Sul piano attuativo di un progetto per la costruzione di abitazioni a S. Cipriano, Homo Novus vota contrario perché, non è una novità, siamo contro il consumo di suolo, se non adeguatamente motivato. Infatti, nella fattispecie, ci pare assurdo continuare a costruire se non sono state vendute neanche le case già finite. Soprattutto a S. Cipriano dove, negli ultimi anni, si è costruito abbastanza…
lavori previsti nella cava delle Scaglie
Si passa poi all’aggiornamento del piano dei lavori previsti nella cava delle Scaglie. Il Valentini, viste anche le recenti interrogazioni presentate sull’argomento [potete scaricare sia l’interrogazione che la risposta per farvi un’idea] dichiarando il voto contrario dei consiglieri di Homo Novus, ne approfitta per ribadire la posizione del nostro movimento. Riportiamo di seguito uno stralcio del suo intervento: “Siamo contrari a che si insista a scavare in un sito di pregio naturale e paesaggistico che è stato abbondantemente saccheggiato e devastato per quasi 60 anni. Siamo d’accordo con quello che dichiarò il precedente sindaco Enzo Brogi in un’intervista a La Nazione nel 2001: “Si scava per chiudere – dice Enzo Brogi, il sindaco di Cavriglia, che ha fatto della tutela dell’ambiente e della bellezza del paesaggio la bandiera della sua città – Queste cave, così come la miniera di Santa Barbara, sono figlie di una vecchia cultura, di un vecchio modo di guardare al territorio. Oggi l’epoca dello sfruttamento è finita, bisogna cambiare mentalità: il territorio è una risorsa. Nessuno vuol mandare a casa nessuno. Però la prospettiva è di scavare per chiudere la cava nel giro di otto anni”. Siamo nel 2010 ed invece di arrivare ad una chiusura, l’attuale amministrazione ci regala un ulteriore consistente ingrandimento della zona destinata agli scavi con la prospettiva di probabili altri 10, se non di più, anni di attività. L’operato dell’amministrazione non fa che dimostrare che si procede regolarmente per deroghe e modifiche al mandato iniziale di gestione e sfruttamento. Noi di Homo Novus ribadiamo la necessità di rivedere un po’ tutto, ovviamente con tutte le parti in causa”.

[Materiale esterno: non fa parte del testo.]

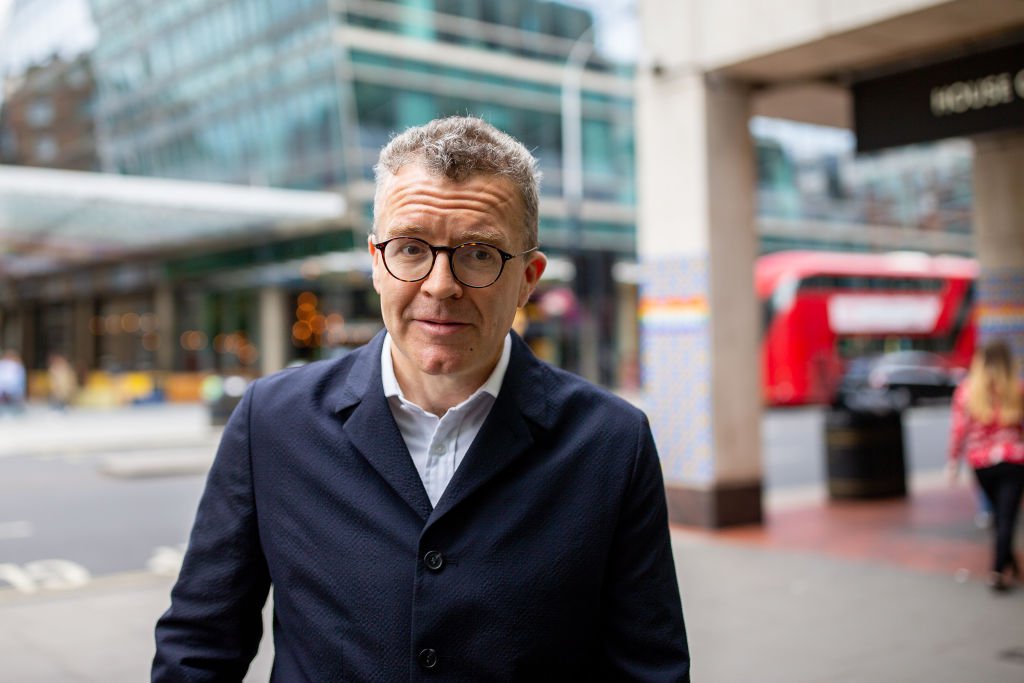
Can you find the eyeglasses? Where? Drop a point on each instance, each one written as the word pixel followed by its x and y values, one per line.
pixel 473 264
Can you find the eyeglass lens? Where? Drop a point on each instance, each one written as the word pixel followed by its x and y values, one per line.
pixel 473 264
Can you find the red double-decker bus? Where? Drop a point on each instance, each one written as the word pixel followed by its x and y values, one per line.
pixel 822 309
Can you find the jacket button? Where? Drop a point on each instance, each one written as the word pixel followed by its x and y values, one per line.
pixel 428 658
pixel 434 560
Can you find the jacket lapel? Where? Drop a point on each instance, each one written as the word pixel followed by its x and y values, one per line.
pixel 372 429
pixel 506 433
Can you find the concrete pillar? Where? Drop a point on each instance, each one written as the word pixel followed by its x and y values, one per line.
pixel 163 310
pixel 998 230
pixel 273 330
pixel 697 244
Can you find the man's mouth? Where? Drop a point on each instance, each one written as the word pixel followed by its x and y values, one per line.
pixel 441 325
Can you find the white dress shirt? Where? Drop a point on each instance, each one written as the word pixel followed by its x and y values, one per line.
pixel 438 444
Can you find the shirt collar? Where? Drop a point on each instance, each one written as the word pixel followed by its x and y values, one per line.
pixel 492 386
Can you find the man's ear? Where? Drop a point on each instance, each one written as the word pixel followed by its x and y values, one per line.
pixel 531 275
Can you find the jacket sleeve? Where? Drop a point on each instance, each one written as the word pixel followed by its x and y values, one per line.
pixel 212 630
pixel 643 629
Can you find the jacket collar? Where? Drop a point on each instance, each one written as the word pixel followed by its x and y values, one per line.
pixel 523 404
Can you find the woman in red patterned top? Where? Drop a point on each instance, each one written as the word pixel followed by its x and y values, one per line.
pixel 987 415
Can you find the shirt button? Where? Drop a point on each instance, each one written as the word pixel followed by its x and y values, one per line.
pixel 428 658
pixel 434 560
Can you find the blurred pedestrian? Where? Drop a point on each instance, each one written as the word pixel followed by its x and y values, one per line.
pixel 62 381
pixel 12 383
pixel 986 429
pixel 438 503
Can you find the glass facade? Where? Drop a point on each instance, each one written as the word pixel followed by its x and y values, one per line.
pixel 302 94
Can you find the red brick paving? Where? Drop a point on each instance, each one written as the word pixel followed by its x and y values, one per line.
pixel 930 530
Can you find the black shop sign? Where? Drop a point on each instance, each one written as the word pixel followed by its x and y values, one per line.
pixel 979 93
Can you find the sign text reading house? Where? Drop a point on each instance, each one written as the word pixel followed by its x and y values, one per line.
pixel 978 93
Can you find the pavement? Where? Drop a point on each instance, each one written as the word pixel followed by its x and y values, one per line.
pixel 823 591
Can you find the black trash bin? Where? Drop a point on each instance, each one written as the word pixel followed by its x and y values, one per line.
pixel 864 453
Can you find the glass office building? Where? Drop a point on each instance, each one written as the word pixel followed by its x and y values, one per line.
pixel 300 94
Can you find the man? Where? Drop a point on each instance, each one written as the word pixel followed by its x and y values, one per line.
pixel 439 504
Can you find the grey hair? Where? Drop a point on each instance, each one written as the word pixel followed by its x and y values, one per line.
pixel 459 147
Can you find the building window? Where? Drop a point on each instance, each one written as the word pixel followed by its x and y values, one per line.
pixel 46 150
pixel 39 113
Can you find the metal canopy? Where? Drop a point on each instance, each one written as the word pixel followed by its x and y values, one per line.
pixel 51 220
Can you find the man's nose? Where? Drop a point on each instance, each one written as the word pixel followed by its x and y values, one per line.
pixel 440 283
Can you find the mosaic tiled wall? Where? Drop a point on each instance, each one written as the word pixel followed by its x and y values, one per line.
pixel 1000 307
pixel 676 365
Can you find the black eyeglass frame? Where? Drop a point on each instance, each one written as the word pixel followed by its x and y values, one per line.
pixel 506 257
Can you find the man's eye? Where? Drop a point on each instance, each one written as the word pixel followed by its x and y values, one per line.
pixel 479 254
pixel 411 249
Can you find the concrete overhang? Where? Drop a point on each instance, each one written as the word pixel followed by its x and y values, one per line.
pixel 52 220
pixel 809 81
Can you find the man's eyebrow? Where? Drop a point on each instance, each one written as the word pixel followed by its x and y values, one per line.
pixel 485 236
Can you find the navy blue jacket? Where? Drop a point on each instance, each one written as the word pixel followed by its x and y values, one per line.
pixel 547 557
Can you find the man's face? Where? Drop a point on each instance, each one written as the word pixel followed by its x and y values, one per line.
pixel 439 327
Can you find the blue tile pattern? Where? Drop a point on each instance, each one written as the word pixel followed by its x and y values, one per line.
pixel 676 365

viabilità alternativa alla S.P. delle Miniere
Si chiude con l’approvazione di due provvedimenti riguardanti il progetto di viabilità alternativa alla S.P. delle Miniere (Homo Novus si astiene trattandosi di provvedimenti già trattati nella precedente legislatura per i quali si richiede solo un’approvazione definitiva) e l’alienazione di beni immobili già di proprietà ENEL. Sull’ultimo punto Homo Novus vota a favore, trattandosi di un recupero e riutilizzo di volumi pre-esistenti alternativo al consumo di suolo, pur richiedendo garanzie sul mantenimento della destinazione d’uso.
L’una di notte è passata da un pezzo. E’ l’ora della nanna.
Speriamo che il sindaco si sia convinto del fatto che non siamo più nell’era dei Big Jim. Adesso in consiglio comunale si discute! Continuino pure se vogliono a mettere 20 punti all’ordine del giorno. La prossima volta ordiniamo direttamente la colazione al forno. In fin dei conti è un modo per sentirsi ancora giovani. Qualche anno fa si passava dal forno tornando dalla discoteca, adesso ci passeremo dopo il consiglio comunale.
Viva il dibattito, viva la democrazia!